Abstract
Background: There are many different guidelines for reintroduction of anti-tuberculous therapy (ATT) after drug induced liver injury (DILI)
Aims & Objective: This study was designed to compare two reintroduction regimes as advised by British Thoracic Society (BTS) and American Thoracic Society (ATS) in terms of efficacy.
Methods: Patients of either sex of age 18-60 years who develop DILI after ATT were selected after informed consent. Patients were randomly allocated to two groups, Group-I (BTS) received reintroduction as H = 100mg/day from day 1, maximum dose from day 4; R = 150 mg/day from day 8, maximum from day 11; and Z = 500 mg/day from 15, maximum from day 18. Group-II (ATS) received reintroduction as R = maximum dose from day 1, H = maximum dose from day 8, Z maximum dose from day 15.

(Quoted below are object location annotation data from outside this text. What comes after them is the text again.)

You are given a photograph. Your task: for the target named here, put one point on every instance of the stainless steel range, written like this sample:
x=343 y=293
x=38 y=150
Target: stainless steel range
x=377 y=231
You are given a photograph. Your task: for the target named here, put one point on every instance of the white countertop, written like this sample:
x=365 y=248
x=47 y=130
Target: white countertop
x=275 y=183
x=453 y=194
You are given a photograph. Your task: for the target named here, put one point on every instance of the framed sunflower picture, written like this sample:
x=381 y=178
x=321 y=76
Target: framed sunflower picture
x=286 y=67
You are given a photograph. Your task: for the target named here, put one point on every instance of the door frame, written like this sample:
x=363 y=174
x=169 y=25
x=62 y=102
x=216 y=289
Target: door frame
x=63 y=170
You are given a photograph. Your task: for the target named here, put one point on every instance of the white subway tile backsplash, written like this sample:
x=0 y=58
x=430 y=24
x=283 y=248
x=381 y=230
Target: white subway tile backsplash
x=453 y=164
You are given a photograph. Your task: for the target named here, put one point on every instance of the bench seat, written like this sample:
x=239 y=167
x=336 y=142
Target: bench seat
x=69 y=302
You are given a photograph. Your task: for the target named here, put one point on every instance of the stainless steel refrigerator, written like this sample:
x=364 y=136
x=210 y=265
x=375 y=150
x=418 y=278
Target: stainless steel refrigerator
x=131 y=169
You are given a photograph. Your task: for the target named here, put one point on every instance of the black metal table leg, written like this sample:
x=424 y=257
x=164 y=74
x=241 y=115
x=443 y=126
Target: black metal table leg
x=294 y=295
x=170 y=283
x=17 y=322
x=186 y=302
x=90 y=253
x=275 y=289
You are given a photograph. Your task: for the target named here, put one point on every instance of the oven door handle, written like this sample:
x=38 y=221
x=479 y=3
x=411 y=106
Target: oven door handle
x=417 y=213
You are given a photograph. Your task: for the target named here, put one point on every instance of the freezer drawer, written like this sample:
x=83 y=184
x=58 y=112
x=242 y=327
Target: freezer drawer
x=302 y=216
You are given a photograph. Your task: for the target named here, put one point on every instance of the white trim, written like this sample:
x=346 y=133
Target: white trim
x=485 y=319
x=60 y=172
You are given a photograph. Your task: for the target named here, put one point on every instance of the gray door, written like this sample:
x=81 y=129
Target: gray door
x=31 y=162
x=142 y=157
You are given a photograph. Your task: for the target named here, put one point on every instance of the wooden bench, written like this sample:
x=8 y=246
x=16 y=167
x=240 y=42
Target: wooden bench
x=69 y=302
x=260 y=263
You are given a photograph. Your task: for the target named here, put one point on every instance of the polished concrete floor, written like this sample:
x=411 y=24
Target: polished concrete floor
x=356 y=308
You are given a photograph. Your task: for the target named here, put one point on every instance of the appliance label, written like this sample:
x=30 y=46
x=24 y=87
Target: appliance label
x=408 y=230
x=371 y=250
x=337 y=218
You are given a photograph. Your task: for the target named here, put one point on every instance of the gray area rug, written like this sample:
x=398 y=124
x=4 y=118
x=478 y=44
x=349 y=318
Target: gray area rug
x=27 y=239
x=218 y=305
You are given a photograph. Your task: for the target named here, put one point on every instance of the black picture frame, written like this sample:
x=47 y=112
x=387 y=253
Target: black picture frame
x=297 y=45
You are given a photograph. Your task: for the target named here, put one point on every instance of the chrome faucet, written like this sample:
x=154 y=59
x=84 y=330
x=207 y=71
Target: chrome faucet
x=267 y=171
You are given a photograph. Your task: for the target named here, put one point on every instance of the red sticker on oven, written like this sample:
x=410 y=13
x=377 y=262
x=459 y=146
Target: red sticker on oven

Relapse rates were compared using χ2 test. ROC curve were plotted for DILI recurrence with age, BMI and albumin. P value of <0.05 was taken as significant.
Results: Total of 326 patients were selected, ATT was reintroduced as per Group allocation. Recurrence of DILI was seen in 34 (10.4%) patients out of which 16 (9.8%) were from Group-I while 18 (11.1%) were from Group-II (p = 0.72). ROC plot showed significant area under curve for BMI and albumin for recurrence of TB DILI with area under curve for BMI and albumin of 0.953 and 0.988 respectively.
Conclusion: There is no significant difference in recurrence of TB DILI by either recommended guidelines of BTS and ATS.